L’organisme social s’en remet à l’appréciation du tribunal.
En l’espèce, l’expertise relève le fait pour M. [Z] de ne pas pouvoir : " reprendre de manière confortable ses activités antérieures ; il appréhende un traumatisme de ce genou gauche, mais sous certaines conditions la reprise de ces activités n’est pas interdite, ni impossible ".
Au regard des attestations produites par M. [Z] dont il demeure constant que la régularité est appréciée souverainement par la juridiction du fond, il convient de ramener sa demande à de plus justes proportions et lui allouer de ce chef, la somme de 1 000 euros.
— Préjudice esthétique permanent.
Le préjudice esthétique permanent s’entend comme l’altération définitive de l’apparence physique ou du schéma corporel de la victime.
M. [Z] sollicite une somme de 5 000 euros.
La société [11] sollicite une indemnisation à hauteur de 1 500 euros et la société [12] de 1 000 euros compte tenu de la cicatrice peu visible de bonne qualité et habituellement cachée par les vêtements.
L’organisme social s’en remet à l’appréciation du tribunal.
En l’espèce, l’expert évalue ce préjudice à 1/7.
Au vu des circonstances de l’espèce et des conclusions de l’expert, il convient de ramener la demande de M. [Z] à de plus justes proportions et lui allouer de ce chef la somme de 2 000 euros.
II. Sur les demandes accessoires :
La société [12] sera condamnée aux dépens en ce compris les frais d’expertise.
Sur les frais irrépétibles, aux termes de l’article 700 du Code de procédure civile, le juge condamne la partie tenue aux dépens ou qui perd son procès à payer à l’autre partie la somme qu’il détermine, au titre des frais exposés et non compris dans les dépens.
En l’espèce, il apparaitrait inéquitable de laisser à la charge de monsieur [S] [Z] l’intégralité des sommes avancées pour faire valoir ses droits et non comprises dans les dépens.
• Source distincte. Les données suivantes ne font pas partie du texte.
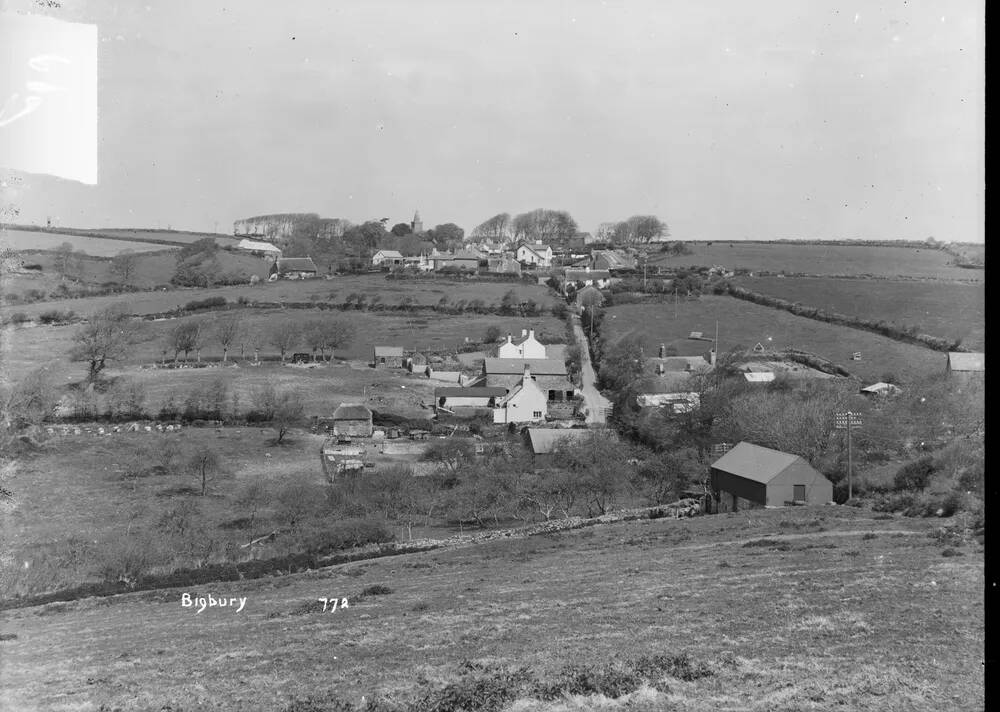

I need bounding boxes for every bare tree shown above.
[187,445,222,497]
[267,319,302,363]
[70,305,141,382]
[170,321,202,363]
[215,314,243,363]
[111,250,139,285]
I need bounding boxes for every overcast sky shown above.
[5,0,984,241]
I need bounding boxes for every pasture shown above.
[0,507,985,712]
[0,228,169,257]
[649,241,986,282]
[732,277,986,350]
[0,272,555,317]
[603,296,946,383]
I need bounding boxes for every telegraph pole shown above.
[833,410,861,501]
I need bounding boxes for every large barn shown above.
[711,442,833,512]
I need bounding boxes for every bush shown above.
[892,455,935,492]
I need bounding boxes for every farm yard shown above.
[0,507,985,712]
[603,296,945,383]
[649,241,986,283]
[731,277,986,350]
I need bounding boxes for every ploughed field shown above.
[602,295,946,383]
[0,272,555,317]
[650,241,986,282]
[0,506,984,712]
[732,277,986,349]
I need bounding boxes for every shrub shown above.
[892,455,935,492]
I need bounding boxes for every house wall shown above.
[767,460,833,507]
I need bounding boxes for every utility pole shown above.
[833,410,861,501]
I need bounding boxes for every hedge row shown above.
[725,283,964,351]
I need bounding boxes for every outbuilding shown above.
[711,442,833,512]
[331,403,375,438]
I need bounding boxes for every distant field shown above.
[0,230,170,257]
[604,296,945,382]
[733,277,986,349]
[650,241,986,282]
[0,309,564,389]
[0,506,986,712]
[0,272,554,316]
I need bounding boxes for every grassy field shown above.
[0,230,175,257]
[0,274,554,316]
[732,277,986,349]
[0,309,564,382]
[604,296,945,383]
[0,507,985,712]
[650,241,986,282]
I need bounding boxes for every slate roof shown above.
[528,428,591,455]
[712,442,805,484]
[333,403,372,420]
[278,257,316,272]
[434,386,507,398]
[948,351,986,371]
[483,358,566,376]
[375,346,403,356]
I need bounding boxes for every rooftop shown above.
[712,442,802,484]
[333,403,372,420]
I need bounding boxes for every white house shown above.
[493,363,548,423]
[497,329,547,358]
[372,250,403,267]
[517,242,552,267]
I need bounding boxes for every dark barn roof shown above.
[712,442,811,484]
[333,403,372,420]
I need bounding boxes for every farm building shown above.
[434,386,507,413]
[711,442,833,512]
[479,358,576,401]
[372,250,405,267]
[493,362,548,423]
[861,381,903,398]
[948,351,986,373]
[575,284,604,307]
[497,329,545,358]
[236,238,281,257]
[270,257,318,279]
[372,346,403,368]
[524,428,592,463]
[517,242,552,267]
[330,403,374,438]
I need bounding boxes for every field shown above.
[0,507,985,712]
[0,276,554,317]
[604,296,945,383]
[733,277,986,349]
[0,229,176,257]
[649,242,986,282]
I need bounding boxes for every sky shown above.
[0,0,985,242]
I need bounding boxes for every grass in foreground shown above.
[0,507,984,712]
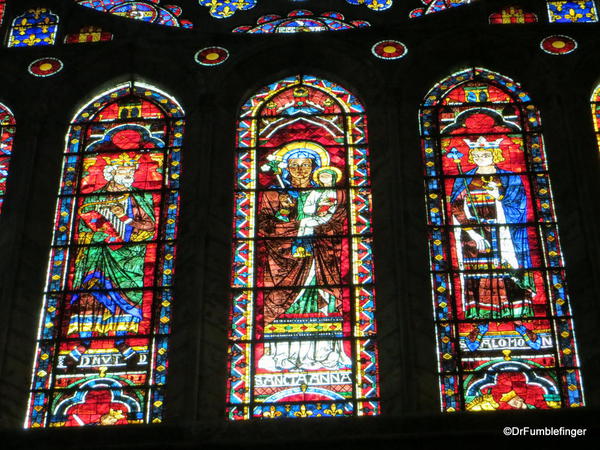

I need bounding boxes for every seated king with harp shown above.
[67,153,156,364]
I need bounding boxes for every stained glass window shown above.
[591,85,600,149]
[25,83,184,427]
[547,0,598,23]
[0,103,16,215]
[0,0,6,25]
[346,0,394,11]
[490,6,537,25]
[410,0,475,18]
[420,68,584,411]
[8,8,58,47]
[65,26,113,44]
[233,9,370,33]
[76,0,193,28]
[227,75,379,420]
[198,0,256,19]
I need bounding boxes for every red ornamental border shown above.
[27,57,63,78]
[540,34,577,55]
[194,47,229,66]
[371,40,408,59]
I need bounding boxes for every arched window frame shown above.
[227,75,380,420]
[590,84,600,150]
[420,67,585,412]
[6,8,59,47]
[25,82,185,428]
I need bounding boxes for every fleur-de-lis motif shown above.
[323,403,344,416]
[263,405,281,419]
[294,405,312,417]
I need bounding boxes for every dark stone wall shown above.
[0,0,600,448]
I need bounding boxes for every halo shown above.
[313,166,343,186]
[273,141,329,167]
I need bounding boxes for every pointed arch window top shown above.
[420,68,584,411]
[25,83,185,428]
[227,75,379,420]
[75,0,193,28]
[232,9,371,34]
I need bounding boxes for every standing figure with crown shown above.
[65,153,156,368]
[446,136,535,322]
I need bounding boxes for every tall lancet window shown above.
[25,83,184,427]
[227,75,379,420]
[420,68,584,411]
[0,103,16,212]
[590,85,600,150]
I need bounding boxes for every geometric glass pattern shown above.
[28,57,63,78]
[0,103,17,212]
[540,34,577,55]
[489,6,537,25]
[590,85,600,149]
[409,0,475,19]
[25,82,184,427]
[227,75,379,420]
[371,40,408,60]
[7,8,58,47]
[194,47,229,66]
[420,68,584,411]
[198,0,256,19]
[65,25,113,44]
[232,9,370,33]
[346,0,394,11]
[547,0,598,23]
[75,0,193,28]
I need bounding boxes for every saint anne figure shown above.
[257,142,350,370]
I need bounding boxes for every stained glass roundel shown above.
[371,40,408,59]
[194,47,229,66]
[27,58,63,77]
[540,35,577,55]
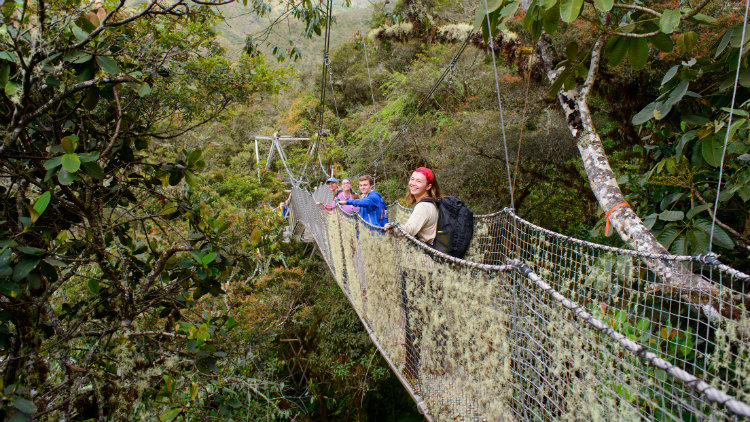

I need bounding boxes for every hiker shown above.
[336,179,359,214]
[385,167,442,245]
[316,176,341,211]
[339,174,388,227]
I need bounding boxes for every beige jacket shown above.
[401,202,438,244]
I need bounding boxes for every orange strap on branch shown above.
[604,202,630,236]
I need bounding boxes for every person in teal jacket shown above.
[339,174,388,227]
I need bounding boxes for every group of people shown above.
[323,167,442,244]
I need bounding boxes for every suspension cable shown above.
[712,0,750,252]
[484,0,516,208]
[305,0,333,181]
[359,16,388,183]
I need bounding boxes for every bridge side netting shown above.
[292,188,750,421]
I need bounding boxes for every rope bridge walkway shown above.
[290,186,750,421]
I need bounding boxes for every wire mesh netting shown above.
[291,187,750,421]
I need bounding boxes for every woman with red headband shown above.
[386,167,443,245]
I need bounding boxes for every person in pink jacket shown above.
[336,179,359,214]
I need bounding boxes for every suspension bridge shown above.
[278,179,750,421]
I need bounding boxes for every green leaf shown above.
[560,0,583,23]
[659,9,680,34]
[685,204,711,220]
[669,233,690,255]
[714,28,734,58]
[0,62,10,86]
[83,86,99,110]
[87,278,101,293]
[96,56,121,75]
[594,0,615,12]
[661,65,680,86]
[659,211,685,221]
[690,13,716,25]
[677,31,698,54]
[13,398,36,415]
[159,409,182,422]
[78,151,99,163]
[628,38,648,70]
[0,281,21,297]
[34,191,52,215]
[184,170,200,188]
[44,156,62,170]
[57,169,76,186]
[13,256,41,281]
[542,2,560,35]
[648,32,674,53]
[665,81,690,106]
[81,162,104,179]
[60,135,78,154]
[138,83,151,97]
[701,136,724,167]
[604,37,628,66]
[201,252,216,265]
[62,153,81,173]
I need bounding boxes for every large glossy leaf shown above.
[665,81,690,106]
[560,0,583,23]
[659,211,685,221]
[60,135,78,153]
[78,151,99,163]
[34,191,52,215]
[0,282,21,297]
[44,156,62,170]
[604,37,628,66]
[632,102,658,126]
[659,9,680,34]
[676,31,698,54]
[62,153,81,173]
[13,256,41,281]
[81,162,104,179]
[656,227,681,248]
[701,136,724,167]
[13,399,36,415]
[648,32,674,53]
[695,219,734,249]
[57,169,76,185]
[543,2,560,35]
[661,65,680,86]
[96,56,120,75]
[594,0,615,12]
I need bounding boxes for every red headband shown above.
[414,167,435,184]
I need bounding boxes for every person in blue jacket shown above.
[339,174,388,227]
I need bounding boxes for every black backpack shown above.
[420,196,474,258]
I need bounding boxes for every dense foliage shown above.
[0,0,750,421]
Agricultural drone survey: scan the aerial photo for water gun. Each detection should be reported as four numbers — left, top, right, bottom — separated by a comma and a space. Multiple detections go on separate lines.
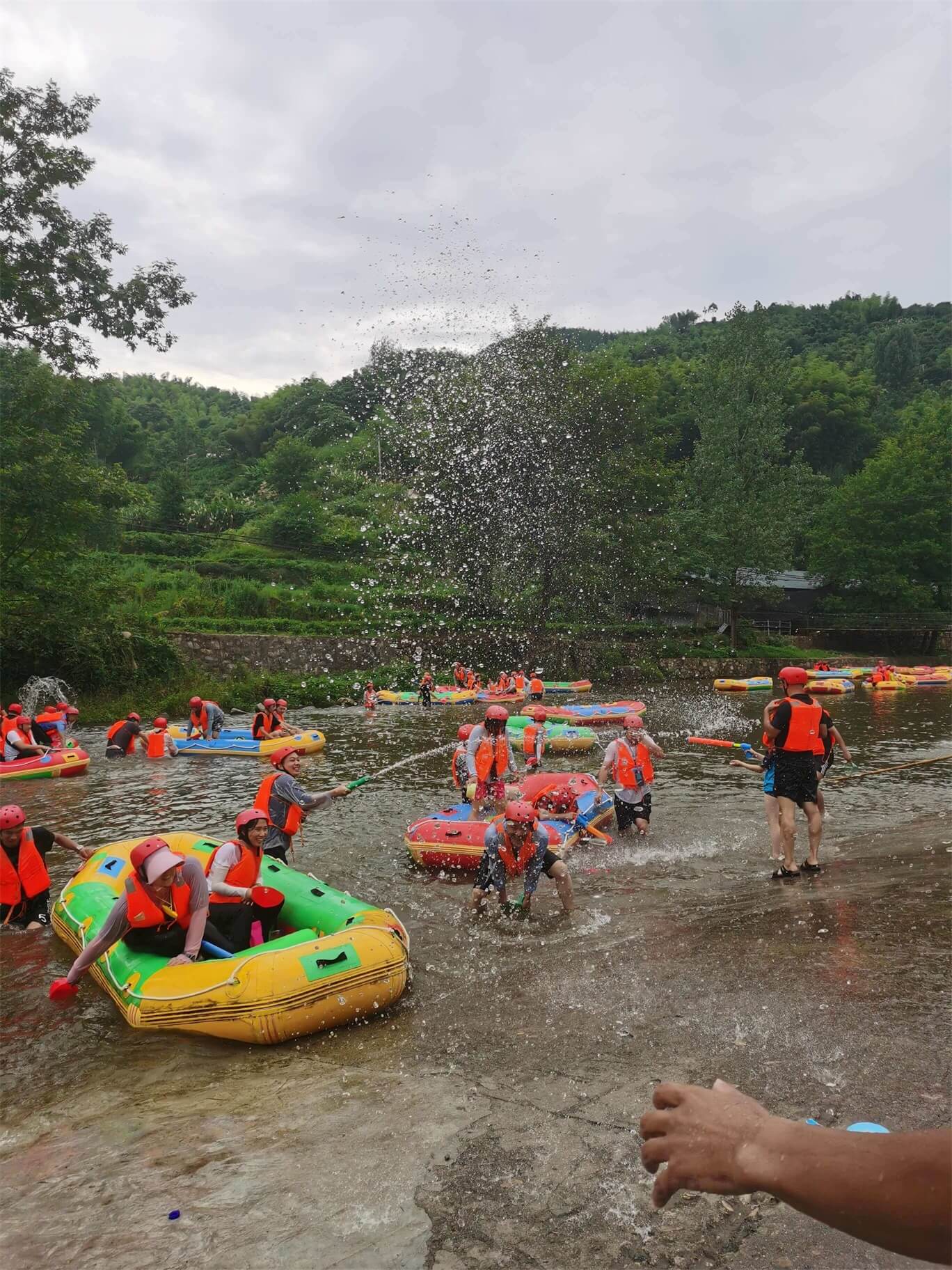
688, 737, 756, 762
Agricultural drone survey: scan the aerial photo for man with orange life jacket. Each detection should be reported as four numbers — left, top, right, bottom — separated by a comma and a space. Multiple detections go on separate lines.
185, 697, 225, 740
466, 706, 516, 820
54, 837, 237, 988
105, 710, 142, 758
146, 715, 179, 758
470, 799, 575, 916
522, 706, 548, 772
3, 715, 46, 763
255, 746, 350, 863
598, 714, 664, 833
0, 803, 93, 931
450, 723, 473, 803
764, 666, 827, 879
205, 806, 283, 949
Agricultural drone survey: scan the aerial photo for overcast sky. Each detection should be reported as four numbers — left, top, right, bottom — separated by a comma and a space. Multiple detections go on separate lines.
0, 0, 952, 393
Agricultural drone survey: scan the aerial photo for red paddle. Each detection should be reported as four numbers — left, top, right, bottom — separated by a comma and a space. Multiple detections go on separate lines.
49, 979, 79, 1001
251, 886, 285, 908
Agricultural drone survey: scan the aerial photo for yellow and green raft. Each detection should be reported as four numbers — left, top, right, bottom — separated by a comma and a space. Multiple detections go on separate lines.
54, 833, 408, 1045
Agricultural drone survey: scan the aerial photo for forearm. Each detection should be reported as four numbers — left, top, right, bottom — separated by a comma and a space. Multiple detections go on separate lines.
741, 1118, 952, 1264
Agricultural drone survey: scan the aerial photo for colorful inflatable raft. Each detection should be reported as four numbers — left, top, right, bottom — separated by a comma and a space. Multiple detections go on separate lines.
404, 772, 614, 872
54, 833, 408, 1045
546, 701, 647, 728
715, 675, 773, 692
806, 680, 855, 696
169, 728, 326, 758
505, 711, 595, 754
0, 742, 89, 781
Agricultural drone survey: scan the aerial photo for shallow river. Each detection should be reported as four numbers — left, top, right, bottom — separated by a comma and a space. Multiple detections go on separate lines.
1, 684, 952, 1270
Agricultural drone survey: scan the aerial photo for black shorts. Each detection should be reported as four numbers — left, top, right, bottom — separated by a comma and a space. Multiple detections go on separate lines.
614, 794, 651, 833
773, 752, 820, 806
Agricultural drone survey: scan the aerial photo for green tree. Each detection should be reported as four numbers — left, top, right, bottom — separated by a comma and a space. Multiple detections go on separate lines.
0, 70, 193, 371
672, 304, 818, 646
810, 393, 952, 620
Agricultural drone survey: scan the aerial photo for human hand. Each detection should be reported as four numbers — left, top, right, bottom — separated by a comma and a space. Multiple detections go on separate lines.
641, 1081, 770, 1208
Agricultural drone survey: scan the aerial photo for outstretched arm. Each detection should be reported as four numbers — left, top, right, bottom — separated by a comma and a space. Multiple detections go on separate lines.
641, 1081, 952, 1265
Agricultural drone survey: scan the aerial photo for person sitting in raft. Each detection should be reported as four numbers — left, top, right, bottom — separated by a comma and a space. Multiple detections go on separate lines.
450, 723, 473, 803
255, 746, 350, 863
470, 799, 575, 917
522, 706, 548, 772
185, 697, 225, 740
205, 806, 283, 949
533, 785, 579, 824
466, 706, 516, 820
3, 715, 46, 763
0, 803, 93, 931
57, 837, 236, 987
105, 710, 142, 758
596, 714, 664, 833
146, 715, 179, 758
251, 697, 287, 740
418, 671, 436, 710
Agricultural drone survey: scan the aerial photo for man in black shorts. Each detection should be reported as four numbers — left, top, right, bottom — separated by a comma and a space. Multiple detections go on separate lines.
764, 666, 826, 877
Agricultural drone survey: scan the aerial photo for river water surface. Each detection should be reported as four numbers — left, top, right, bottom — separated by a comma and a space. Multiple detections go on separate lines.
0, 684, 952, 1270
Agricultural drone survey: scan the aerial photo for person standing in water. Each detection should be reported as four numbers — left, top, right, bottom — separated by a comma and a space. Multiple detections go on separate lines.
255, 746, 350, 863
764, 666, 826, 879
596, 714, 664, 834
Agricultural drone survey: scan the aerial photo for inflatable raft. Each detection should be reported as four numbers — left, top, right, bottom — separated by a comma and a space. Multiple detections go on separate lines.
806, 680, 855, 696
54, 833, 408, 1045
715, 675, 773, 692
404, 772, 614, 872
546, 701, 647, 728
505, 715, 595, 754
0, 742, 89, 781
169, 728, 326, 758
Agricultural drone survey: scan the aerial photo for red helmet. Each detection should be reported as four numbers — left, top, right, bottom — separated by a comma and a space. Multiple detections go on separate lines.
235, 806, 268, 833
0, 803, 26, 829
777, 666, 810, 683
271, 746, 302, 767
505, 799, 536, 824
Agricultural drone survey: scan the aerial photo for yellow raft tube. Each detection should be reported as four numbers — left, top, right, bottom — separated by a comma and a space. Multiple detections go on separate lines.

Dès lors, il convient de condamner la société [12] à lui verser la somme de 1.000,00 euros au titre de l’article 700 du Code de procédure civile.
Il convient de déclarer le jugement commun à la [8].
III. Sur l’exécution provisoire :
L’article R.142-10-6 du code de la sécurité sociale dispose que le tribunal peut ordonner l’exécution par provision de toutes ses décisions.
Eu égard à la nature et l’ancienneté du litige, il y a lieu d’ordonner l’exécution provisoire du présent jugement.
PAR CES MOTIFS :
Le tribunal, statuant par jugement contradictoire, en premier ressort, et après en avoir délibéré conformément à la loi,
Ordonne à la [4] de payer à M. [S] [Z] sommes suivantes :
— 2 581,25 euros au titre du déficit fonctionnel temporaire ;
— 7 500 euros au titre des souffrances endurées ;
— 1 000 euros au titre du préjudice d’agrément ;
— 2 000 euros au titre du préjudice esthétique permanent ;
Dit qu’il conviendra de déduire de cette somme la provision déjà versée d’un montant de 3 000 euros,
Rappelle que par jugement du 19 juillet 2023, le pôle social du tribunal judiciaire de Toulouse a dit que la société [11] devra relever et garantir la société [12] de l’intégralité des condamnations prononcées à son encontre, que la [8] procèdera à l’avance des frais d’expertise et a reconnu l’existence d’une action récursoire de la [8] à l’encontre de la société [12] concernant la récupération du montant versé au titre de la majoration de la rente et de la réparation des préjudices en ce compris la récupération de la provision de 3 000 euros et les frais d’expertise pour un montant de 1.000 euros;
Condamne la société [12] à verser à monsieur [S] [Z], la somme de 1.000 euros sur le fondement de l’article 700 du Code de procédure civile ;
Condamne la société [12] aux dépens ;
Déclare le jugement commun à la [8] ;
Ordonne l’exécution provisoire ;
Ainsi fait, jugé et prononcé par mise à disposition au greffe le 12 mai 2025.